Пора расцвета телературы, интернеттекстов, шоупотоков, - это не хуже и не лучше Пастернака и Бродского, Мандельштама и Цветаевой, это просто д р у г о е и для д р у г и х.

А ты молча, втихаря строчишь, не выходя на люди, почти прячась, словно бы в полной мере сознаёшь, что есть в этом твоём занятии нечто недозволенное или несолидное, некое отклонение от нормы, что-то греховное. И надо бы бросить, да - - -

Как определить то, что вы сейчас изволите читать (коль ещё изволите)? Просто сколько-то слов о нас. О нас – это о ком?

Между имеющими абсолютный слух (поэтами) и вовсе лишёнными оного (графоманы чистой воды) народилось в эпоху поголовной малограмотности и разрослось необычайно племя обладающих полуслухом…Полупоэты? Или полуграфоманы? Недотянувшие. В общем, те самые ни то ни сё, ни рыба ни мясо.

Беда всех полуграфоманов (их много больше, чем поэтов, и много меньше, чем собственно графоманов) вот в чём: у них очень мало стихов от начала до конца самозародившихся, выросших из самих себя, - от таких стихов за версту пахнет естественностью и даже свободой.
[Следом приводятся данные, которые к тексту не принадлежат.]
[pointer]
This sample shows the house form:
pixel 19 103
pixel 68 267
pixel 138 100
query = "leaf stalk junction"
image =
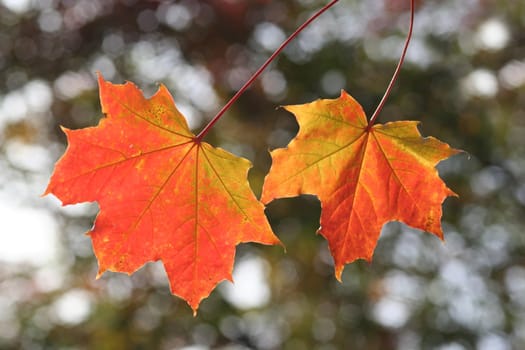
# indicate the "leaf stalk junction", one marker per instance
pixel 259 71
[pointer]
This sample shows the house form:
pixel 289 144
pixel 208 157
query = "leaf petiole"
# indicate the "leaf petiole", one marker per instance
pixel 396 72
pixel 255 75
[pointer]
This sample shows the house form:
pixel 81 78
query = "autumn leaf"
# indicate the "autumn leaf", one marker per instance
pixel 163 194
pixel 362 178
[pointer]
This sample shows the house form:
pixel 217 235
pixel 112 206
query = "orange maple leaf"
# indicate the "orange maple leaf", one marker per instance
pixel 363 178
pixel 163 195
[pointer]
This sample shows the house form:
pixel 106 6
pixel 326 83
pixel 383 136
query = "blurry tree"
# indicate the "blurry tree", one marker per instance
pixel 464 79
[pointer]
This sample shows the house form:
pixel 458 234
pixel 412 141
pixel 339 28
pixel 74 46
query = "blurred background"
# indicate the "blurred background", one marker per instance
pixel 464 79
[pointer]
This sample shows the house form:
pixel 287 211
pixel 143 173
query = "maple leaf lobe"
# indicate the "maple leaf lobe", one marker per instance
pixel 162 195
pixel 363 178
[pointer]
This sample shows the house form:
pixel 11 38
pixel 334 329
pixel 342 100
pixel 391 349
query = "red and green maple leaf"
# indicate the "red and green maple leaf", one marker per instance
pixel 363 177
pixel 163 194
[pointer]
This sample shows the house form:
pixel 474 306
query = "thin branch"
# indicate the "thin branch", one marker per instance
pixel 255 75
pixel 396 72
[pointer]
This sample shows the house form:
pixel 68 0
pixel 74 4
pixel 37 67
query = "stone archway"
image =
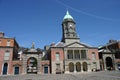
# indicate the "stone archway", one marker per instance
pixel 109 63
pixel 32 65
pixel 85 67
pixel 71 67
pixel 78 67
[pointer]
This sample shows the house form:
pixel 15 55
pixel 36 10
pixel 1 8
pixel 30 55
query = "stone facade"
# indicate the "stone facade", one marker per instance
pixel 68 56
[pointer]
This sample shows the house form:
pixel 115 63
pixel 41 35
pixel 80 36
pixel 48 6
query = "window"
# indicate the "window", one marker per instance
pixel 57 66
pixel 5 68
pixel 8 43
pixel 0 42
pixel 16 70
pixel 57 56
pixel 7 55
pixel 93 56
pixel 70 54
pixel 83 54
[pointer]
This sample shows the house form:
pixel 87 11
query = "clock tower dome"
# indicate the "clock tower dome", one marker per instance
pixel 69 34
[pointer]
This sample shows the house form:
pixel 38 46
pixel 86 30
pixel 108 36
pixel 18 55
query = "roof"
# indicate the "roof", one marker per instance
pixel 67 16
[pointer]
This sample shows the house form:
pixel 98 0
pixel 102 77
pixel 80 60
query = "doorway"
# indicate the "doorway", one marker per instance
pixel 109 63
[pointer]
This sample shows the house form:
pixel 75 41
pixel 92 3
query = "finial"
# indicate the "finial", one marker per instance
pixel 67 12
pixel 33 44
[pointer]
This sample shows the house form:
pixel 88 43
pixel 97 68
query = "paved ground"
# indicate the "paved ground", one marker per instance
pixel 103 75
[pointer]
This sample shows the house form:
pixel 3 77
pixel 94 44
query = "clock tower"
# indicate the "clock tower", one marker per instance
pixel 69 34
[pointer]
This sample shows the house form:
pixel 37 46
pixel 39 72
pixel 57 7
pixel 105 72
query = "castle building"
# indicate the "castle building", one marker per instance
pixel 68 56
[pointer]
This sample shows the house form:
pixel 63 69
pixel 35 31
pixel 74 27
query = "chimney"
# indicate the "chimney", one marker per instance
pixel 1 34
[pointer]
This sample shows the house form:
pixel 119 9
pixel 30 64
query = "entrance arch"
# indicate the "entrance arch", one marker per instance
pixel 5 68
pixel 109 63
pixel 78 67
pixel 71 67
pixel 32 65
pixel 85 68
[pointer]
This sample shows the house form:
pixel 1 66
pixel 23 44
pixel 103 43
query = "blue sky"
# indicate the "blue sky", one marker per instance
pixel 39 21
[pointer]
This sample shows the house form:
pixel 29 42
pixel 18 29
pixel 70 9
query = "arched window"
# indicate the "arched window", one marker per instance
pixel 71 67
pixel 93 56
pixel 77 54
pixel 5 68
pixel 57 56
pixel 85 68
pixel 32 65
pixel 83 54
pixel 70 54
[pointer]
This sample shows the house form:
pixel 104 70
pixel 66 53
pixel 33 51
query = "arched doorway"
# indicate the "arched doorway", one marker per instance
pixel 109 64
pixel 78 67
pixel 32 65
pixel 71 67
pixel 16 70
pixel 5 68
pixel 85 68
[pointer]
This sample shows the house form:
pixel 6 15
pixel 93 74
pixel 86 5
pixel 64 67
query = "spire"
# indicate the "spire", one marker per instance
pixel 67 16
pixel 33 46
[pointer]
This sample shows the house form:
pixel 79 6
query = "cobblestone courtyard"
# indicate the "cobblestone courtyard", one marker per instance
pixel 103 75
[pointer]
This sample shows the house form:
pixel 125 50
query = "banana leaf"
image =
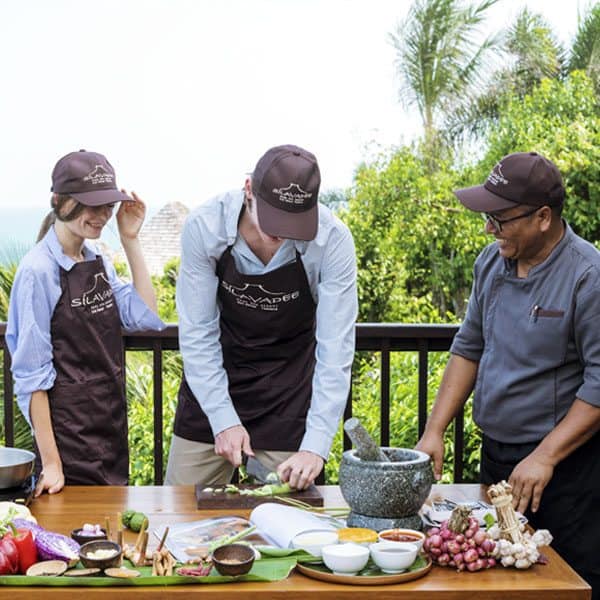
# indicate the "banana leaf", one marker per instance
pixel 267 569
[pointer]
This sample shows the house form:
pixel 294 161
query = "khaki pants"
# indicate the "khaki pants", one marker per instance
pixel 196 462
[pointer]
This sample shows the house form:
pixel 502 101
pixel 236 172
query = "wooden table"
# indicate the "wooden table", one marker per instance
pixel 77 505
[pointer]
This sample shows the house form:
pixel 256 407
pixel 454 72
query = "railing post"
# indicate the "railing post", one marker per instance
pixel 423 383
pixel 384 435
pixel 347 444
pixel 9 416
pixel 157 363
pixel 459 439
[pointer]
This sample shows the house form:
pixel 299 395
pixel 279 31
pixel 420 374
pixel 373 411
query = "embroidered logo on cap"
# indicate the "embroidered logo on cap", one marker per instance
pixel 496 176
pixel 99 175
pixel 292 194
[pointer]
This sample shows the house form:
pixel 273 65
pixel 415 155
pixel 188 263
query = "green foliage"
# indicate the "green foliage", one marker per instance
pixel 403 410
pixel 165 291
pixel 437 57
pixel 561 120
pixel 585 51
pixel 141 411
pixel 415 244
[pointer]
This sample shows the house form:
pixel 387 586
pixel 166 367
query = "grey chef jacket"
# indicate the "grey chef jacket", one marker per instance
pixel 537 339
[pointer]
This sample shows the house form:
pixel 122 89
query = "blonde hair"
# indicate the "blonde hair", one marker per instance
pixel 59 211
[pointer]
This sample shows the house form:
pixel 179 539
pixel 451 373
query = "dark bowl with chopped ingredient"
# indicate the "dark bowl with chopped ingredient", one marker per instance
pixel 100 554
pixel 233 559
pixel 83 537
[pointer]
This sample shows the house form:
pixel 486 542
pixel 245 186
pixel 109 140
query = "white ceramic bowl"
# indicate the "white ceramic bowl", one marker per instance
pixel 393 557
pixel 345 559
pixel 313 541
pixel 403 536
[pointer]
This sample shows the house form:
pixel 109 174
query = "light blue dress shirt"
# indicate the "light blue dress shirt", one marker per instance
pixel 34 296
pixel 330 264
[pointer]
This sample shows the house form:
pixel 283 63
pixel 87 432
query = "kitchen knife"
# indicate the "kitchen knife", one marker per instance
pixel 256 469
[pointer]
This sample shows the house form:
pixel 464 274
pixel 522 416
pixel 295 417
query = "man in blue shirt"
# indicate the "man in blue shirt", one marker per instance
pixel 266 298
pixel 530 348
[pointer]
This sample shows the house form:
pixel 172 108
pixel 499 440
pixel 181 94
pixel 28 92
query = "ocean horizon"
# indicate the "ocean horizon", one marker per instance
pixel 19 228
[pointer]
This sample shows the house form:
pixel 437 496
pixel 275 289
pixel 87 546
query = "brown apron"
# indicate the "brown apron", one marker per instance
pixel 88 406
pixel 268 342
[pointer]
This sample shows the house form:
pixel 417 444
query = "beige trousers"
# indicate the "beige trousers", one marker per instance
pixel 196 462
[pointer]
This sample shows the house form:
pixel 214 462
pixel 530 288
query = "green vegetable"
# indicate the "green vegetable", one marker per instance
pixel 489 520
pixel 133 519
pixel 269 489
pixel 126 518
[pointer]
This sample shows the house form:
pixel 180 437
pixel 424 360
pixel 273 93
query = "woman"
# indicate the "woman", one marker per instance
pixel 66 311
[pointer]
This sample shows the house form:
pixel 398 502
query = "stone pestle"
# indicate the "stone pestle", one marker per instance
pixel 366 448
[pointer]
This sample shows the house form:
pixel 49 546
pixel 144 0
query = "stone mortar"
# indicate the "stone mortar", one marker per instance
pixel 391 490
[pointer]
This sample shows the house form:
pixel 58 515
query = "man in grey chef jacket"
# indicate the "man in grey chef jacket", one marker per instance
pixel 267 302
pixel 530 348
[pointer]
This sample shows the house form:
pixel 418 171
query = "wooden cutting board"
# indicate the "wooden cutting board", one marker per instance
pixel 211 500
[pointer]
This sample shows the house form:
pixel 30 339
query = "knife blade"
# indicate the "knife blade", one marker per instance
pixel 256 469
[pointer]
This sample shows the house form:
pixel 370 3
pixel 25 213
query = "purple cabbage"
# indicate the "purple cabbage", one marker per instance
pixel 25 524
pixel 55 546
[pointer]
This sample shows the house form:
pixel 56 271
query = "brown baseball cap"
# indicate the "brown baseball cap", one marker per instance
pixel 88 177
pixel 285 183
pixel 519 178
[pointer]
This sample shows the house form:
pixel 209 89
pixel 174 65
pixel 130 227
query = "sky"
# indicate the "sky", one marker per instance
pixel 184 96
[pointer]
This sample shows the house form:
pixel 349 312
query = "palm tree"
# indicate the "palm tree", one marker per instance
pixel 438 61
pixel 585 51
pixel 531 53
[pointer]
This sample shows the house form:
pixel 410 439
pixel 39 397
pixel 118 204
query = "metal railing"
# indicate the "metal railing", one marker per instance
pixel 383 338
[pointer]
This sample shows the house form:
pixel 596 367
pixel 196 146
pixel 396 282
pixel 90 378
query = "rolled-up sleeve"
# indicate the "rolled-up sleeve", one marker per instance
pixel 134 313
pixel 199 329
pixel 28 338
pixel 337 309
pixel 587 340
pixel 468 342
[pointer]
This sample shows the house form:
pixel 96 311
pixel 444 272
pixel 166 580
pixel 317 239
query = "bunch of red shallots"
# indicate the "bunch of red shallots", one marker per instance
pixel 460 543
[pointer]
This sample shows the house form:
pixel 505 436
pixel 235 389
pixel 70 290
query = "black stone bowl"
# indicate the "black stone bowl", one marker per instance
pixel 100 563
pixel 81 538
pixel 233 559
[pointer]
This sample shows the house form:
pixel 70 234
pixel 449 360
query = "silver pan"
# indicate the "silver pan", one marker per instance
pixel 16 466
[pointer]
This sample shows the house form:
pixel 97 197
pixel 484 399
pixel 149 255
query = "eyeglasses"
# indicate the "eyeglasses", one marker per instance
pixel 497 223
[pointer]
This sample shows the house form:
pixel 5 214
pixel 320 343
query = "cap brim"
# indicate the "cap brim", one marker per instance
pixel 100 197
pixel 480 199
pixel 281 223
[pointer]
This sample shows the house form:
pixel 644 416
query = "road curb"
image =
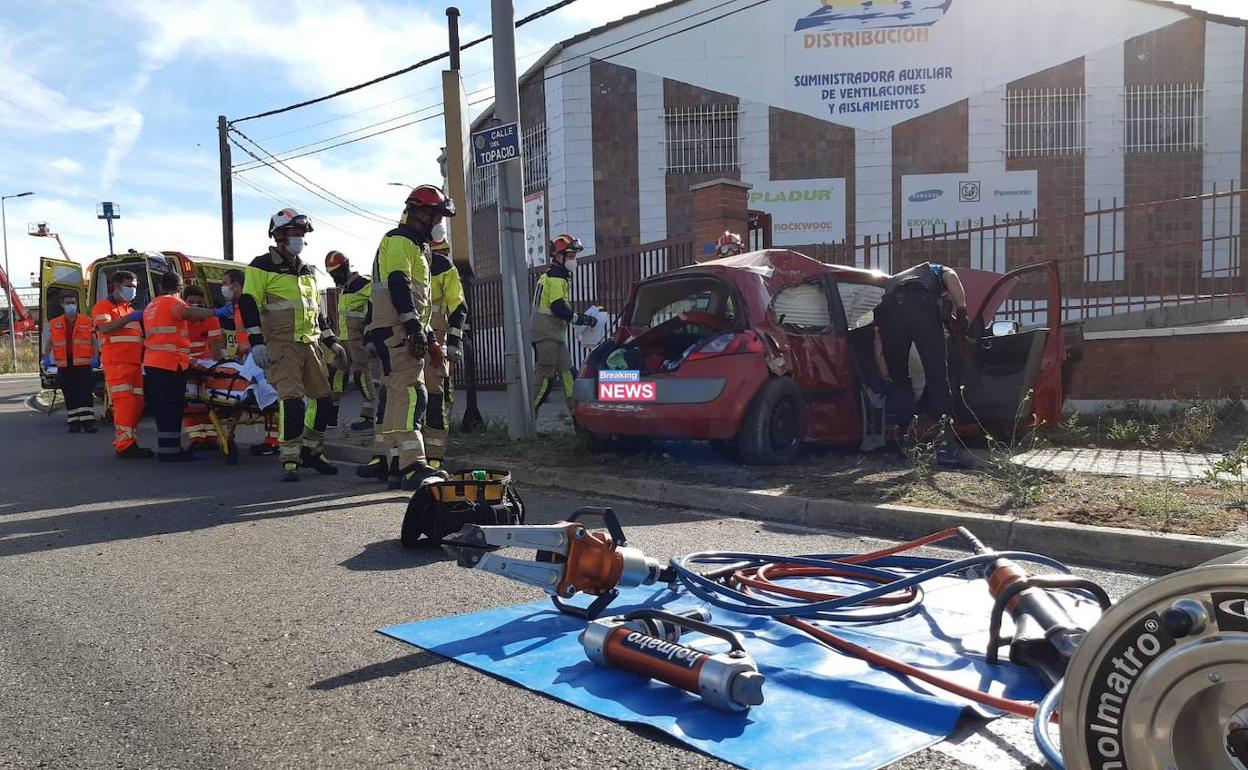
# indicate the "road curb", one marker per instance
pixel 1110 547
Большинство же наших текстов-проектов (пропорции у каждого свои, но не это главное) составлены, слеплены, выработаны и переработаны, жёваны-пережёваны…Поделки и самоделки.

Книжки должны быть как лес, как поле, как горы, даже как пустыня. Как город. А хотя бы и как космос…У нас же и книжки – барачно-поточный самострой, шанхайчики.

Заниматься литературой – гиблое дело. Заниматься стихотворством – вдвойне гиблое дело. Совсем другой коленкор – прикладная поэзия. Она переживает настоящий бум. Все эти рифмованные тосты, поздравления, некрологи, юмористические пакости, прокладки для песенной попсы…Поэтическая продукция данного рода на таком подъёме, какой вполне сравним с общественным ажиотажем вокруг «громкой» поэзии поры хрущёвской оттепели. Рассказы о сногсшибательных вечерах в Политехническом, о заполненных стадионах, о слизывании с прилавков многотысячных тиражей поэтических книжек воспринимаются как легенды. Как гомеровские напевы. А между тем живы свидетели и участники. Или они и сами уже не верят, что подобное было возможно.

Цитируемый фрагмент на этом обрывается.